Movie Review: Salmon Fishing In The Yemen (2011)


A romantic comedy-drama, Salmon Fishing In The Yemen offers an unusual premise and an exotic setting, but still does not manage to elevate the central romance beyond the mundane.

In London, Harriet Chetwode-Talbot (Emily Blunt) works for a consulting firm that manages the financial investments of the very wealthy Sheikh Muhammed (Amr Waked) of Yemen. Harriet reaches out to tweedy government fisheries scientist Dr. Fred Jones (Ewan McGregor) to assist on an unusual project: Muhammed is an avid fisherman and wants to establish a salmon spawning habitat in Yemen, to create employment and help build a local industry.
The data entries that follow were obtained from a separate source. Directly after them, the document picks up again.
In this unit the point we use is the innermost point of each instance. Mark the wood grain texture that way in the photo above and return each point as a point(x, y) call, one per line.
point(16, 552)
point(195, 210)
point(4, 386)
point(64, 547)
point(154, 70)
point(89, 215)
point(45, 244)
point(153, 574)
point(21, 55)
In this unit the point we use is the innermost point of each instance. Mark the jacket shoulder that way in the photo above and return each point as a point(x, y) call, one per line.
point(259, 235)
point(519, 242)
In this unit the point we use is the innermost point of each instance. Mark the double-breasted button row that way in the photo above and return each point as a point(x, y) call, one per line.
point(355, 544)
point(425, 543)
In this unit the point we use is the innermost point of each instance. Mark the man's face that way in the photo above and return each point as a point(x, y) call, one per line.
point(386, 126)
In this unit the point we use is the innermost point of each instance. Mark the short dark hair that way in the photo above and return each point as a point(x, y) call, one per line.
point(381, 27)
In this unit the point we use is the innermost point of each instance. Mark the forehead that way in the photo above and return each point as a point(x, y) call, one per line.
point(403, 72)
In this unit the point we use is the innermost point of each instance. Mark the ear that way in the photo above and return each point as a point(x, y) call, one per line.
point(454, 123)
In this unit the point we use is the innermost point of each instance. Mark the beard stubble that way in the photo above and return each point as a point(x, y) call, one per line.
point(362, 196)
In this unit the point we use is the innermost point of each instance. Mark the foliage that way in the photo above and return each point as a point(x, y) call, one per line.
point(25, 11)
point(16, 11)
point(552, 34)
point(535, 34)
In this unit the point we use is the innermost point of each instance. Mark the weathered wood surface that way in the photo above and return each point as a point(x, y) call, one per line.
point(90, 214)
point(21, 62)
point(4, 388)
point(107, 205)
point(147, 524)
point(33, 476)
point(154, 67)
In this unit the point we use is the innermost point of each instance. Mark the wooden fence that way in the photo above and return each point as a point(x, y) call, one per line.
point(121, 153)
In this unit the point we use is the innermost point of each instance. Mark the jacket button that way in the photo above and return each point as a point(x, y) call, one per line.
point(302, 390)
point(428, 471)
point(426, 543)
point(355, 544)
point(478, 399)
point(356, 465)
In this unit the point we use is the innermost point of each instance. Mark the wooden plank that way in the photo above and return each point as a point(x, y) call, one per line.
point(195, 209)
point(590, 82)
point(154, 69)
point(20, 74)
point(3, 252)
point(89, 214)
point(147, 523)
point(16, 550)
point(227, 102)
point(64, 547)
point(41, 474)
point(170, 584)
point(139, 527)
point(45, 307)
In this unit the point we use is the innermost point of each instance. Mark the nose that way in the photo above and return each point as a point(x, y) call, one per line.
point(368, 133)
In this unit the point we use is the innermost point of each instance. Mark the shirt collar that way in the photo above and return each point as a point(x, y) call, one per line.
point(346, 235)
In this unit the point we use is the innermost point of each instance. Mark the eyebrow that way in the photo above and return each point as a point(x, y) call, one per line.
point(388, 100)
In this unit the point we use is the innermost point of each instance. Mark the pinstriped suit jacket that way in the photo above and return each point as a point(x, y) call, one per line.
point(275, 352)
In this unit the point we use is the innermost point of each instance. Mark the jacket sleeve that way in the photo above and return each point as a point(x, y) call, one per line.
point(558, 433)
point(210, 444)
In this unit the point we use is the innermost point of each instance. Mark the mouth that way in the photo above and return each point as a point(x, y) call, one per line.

Fred can think of dozens of reasons why this is bad idea that is unlikely to ever work. But the British government in the form of the Prime Minister's Press Secretary Patricia Maxwell (Kristin Scott Thomas) takes an interest in the project, and Fred is arm-twisted into helping to make it happen.

Harriet's soldier boyfriend Robert (Tom Mison) is shipped off to the Afghanistan war, while Fred's long-term marriage to the icy cold Mary (Rachael Stirling) is disintegrating due to an utter absence of passion. Fred and Harriet start to work closely together, while Muhammed's outlook on life helps to awaken Fred's long-dormant spiritual side. With the construction of a salmon habitat in the middle of the Yemeni desert beginning to resemble an unlikely success, Fred and Harriet grow ever closer and a tentative romance blossoms. But there are many surprises to come, including sinister threats against Muhammed's entire project.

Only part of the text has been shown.